The future lies in combinational approaches with drugs from the new melanoma landscape.
—Axel Hauschild, MD
Axel Hauschild, MD, Professor of Dermatology at the University Hospital Schleswig-Holstein, Campus Kiel, in Germany, discussed the evolving utility of intralesional approaches to melanoma in the ASCO Poster Highlights session.
In general, he maintained that the overall and complete response rates are impressive, especially the regression of untreated lesions, ie, the bystander effect, as is the lack of toxicity associated with intralesional injections.
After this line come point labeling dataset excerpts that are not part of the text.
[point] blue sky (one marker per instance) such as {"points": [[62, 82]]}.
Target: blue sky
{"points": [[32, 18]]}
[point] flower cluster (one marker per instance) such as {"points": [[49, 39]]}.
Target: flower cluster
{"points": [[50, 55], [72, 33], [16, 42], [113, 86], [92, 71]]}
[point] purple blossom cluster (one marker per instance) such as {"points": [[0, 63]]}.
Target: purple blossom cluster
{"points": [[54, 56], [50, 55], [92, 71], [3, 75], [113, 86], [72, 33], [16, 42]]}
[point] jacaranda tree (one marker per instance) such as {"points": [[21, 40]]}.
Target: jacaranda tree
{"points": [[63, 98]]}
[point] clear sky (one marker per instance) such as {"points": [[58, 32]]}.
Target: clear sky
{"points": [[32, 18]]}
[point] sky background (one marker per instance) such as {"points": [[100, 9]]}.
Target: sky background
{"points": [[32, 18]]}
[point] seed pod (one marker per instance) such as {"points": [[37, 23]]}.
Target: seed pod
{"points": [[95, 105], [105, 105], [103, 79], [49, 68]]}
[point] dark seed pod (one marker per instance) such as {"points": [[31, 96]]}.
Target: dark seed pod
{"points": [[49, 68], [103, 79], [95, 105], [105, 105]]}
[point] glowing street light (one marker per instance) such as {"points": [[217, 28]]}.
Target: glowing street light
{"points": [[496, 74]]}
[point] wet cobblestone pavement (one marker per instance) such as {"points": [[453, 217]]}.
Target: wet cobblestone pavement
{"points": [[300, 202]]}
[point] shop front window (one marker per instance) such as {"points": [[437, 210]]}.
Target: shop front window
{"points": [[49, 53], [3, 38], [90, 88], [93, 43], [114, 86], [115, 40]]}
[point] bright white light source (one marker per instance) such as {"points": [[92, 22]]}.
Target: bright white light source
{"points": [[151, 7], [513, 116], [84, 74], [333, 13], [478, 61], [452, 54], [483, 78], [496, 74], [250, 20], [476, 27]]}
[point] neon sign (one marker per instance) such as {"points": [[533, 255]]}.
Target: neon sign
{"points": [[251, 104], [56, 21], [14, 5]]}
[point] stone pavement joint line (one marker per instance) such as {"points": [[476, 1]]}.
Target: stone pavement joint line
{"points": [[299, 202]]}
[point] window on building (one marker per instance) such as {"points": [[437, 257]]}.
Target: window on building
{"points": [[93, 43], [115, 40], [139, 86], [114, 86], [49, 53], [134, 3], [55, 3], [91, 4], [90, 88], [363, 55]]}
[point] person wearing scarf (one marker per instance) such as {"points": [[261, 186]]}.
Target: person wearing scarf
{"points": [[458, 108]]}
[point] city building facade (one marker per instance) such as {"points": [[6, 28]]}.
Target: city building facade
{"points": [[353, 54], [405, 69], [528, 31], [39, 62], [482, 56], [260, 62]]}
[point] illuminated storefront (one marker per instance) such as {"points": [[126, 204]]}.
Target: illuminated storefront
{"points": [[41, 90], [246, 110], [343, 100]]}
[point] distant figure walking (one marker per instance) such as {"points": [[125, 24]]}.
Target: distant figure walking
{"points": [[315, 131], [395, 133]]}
However, the current studies use unconventional response criteria, which makes interpretation difficult, and they are evaluating a highly selected subset of stage IIIB/IV patients (those with injectable lesions and no visceral metastasis), whose outcomes will be better.
Nevertheless, the durability of response and evidence of systemic immune augmentation is encouraging, is hypothesis-building, and “gives a hint to future combinatorial trials with other immunodulators, such as anti–PD-1 antibodies,” he said.
“The major questions are: How strong is the systemic response from an intralesional treatment? And what is the size and localization of responding metastases, ie, skin vs visceral organs?” he asked. “I have only seen a tiny 1-cm nodule in the lung respond; I have not seen major responses in visceral organs. The vast majority of stage IV melanoma patients have M1c disease.”
Dr. Hauschild also emphasized that with the growing numbers of drugs for unresectable advanced melanoma, intralesional therapy has some competition. “The most interesting of these studies is the one combining T-VEC with ipilimumab, which showed some benefit in M1c patients. Maybe this is a good compromise, and the setting where we need to move ahead…. The future lies in combinational approaches with drugs from the new melanoma landscape.” ■
Disclosure: Dr. Hauschild is either a member of the advisory board/consultant or received speaker’s honoraria or fees for clinical trials from Amgen, Bristol-Myers Squibb, Celgene, Eisai, GlaxoSmithKline, MedImmune, Melasciences, Merck/MSD, Merck Serono, Novartis, Oncosec, Roche, and SciBase.